DISCURSUL PUBLICISTIC ARGHEZIAN. STRATEGII POLEMICE ÎN SCRISOAREA DESCHISĂ
THE JOURNALISTIC DISCOURSE OF ARGHEZI. POLEMIC STRATEGIES IN THE OPEN LETTER
Minodora SĂLCUDEAN
Universitatea „Lucian Blaga” din Sibiu
Facultatea de Jurnalistică
Abstract
For the majority of adept readers and interpreters of the literature written between the World Wars, Tudor Arghezi represents the pamphleteer par excellence, as his journalistic writing is a perfect embodiment of the well-known expression “I hear enormously and I feel monstrously”, a line coined by one comic character from the work of playwright I. L. Caragiale. Literarily speaking, his polemical vocation has been probed mostly through the lenses of his pamphleteer craft, taking the perspective of the “active personal invention”, a criterion established by the very author of the Paper Thorns.
Unfortunately, such a perspective reduces very much the area of identification of the explicit polemic discourse that is to be found in the majority of Arghezi’s journalistic writings. Therefore, the strengths of the pamphletic craft are conditioned by the outstretch into the imaginary, by the transcending of reality and the plunging into the space of autotelic fiction, which is a space unrestricted by ethical rigors of the polemical dialogue, whose only indicator of ingenuity is the sheer creativity.

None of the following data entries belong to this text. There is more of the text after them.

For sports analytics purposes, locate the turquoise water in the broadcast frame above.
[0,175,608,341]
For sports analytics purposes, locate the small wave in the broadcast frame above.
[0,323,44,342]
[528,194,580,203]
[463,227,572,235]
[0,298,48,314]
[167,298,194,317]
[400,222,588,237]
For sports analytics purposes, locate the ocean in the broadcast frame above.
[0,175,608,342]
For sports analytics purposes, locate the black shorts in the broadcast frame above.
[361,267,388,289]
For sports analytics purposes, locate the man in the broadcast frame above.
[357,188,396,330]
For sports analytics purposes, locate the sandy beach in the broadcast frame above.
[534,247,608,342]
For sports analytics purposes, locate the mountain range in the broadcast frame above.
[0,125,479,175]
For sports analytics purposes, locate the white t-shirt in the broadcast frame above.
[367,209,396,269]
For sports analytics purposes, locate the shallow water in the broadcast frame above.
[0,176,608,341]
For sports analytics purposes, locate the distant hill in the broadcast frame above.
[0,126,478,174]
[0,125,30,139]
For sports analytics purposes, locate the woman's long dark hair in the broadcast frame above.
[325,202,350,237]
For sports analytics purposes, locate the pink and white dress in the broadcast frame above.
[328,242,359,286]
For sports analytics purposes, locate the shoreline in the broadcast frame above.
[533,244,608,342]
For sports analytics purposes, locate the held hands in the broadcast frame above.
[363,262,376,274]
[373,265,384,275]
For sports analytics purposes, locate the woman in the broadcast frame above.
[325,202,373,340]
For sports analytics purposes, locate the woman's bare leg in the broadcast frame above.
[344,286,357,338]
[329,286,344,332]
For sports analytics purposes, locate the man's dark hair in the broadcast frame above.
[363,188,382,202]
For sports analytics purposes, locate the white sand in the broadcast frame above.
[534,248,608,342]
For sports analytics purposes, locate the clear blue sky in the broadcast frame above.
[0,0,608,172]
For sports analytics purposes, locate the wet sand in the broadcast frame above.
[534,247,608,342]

With Arghezi, a significant part of his daily writing possesses a double bid, pragmatic and esthetic; the discourse, abandoning the naked aggressiveness, or, by and large, relinquishing the allegorical fiction, stays often riveted inside the normed space of polemical exchange. In these cases, Arghezi’s ingenuity resides in the strategic exploitation of irony, with its various nuances, that is the fabric of the polemists’s art of feigning the adversary while displaying an un-effaceable deferential smile on his face.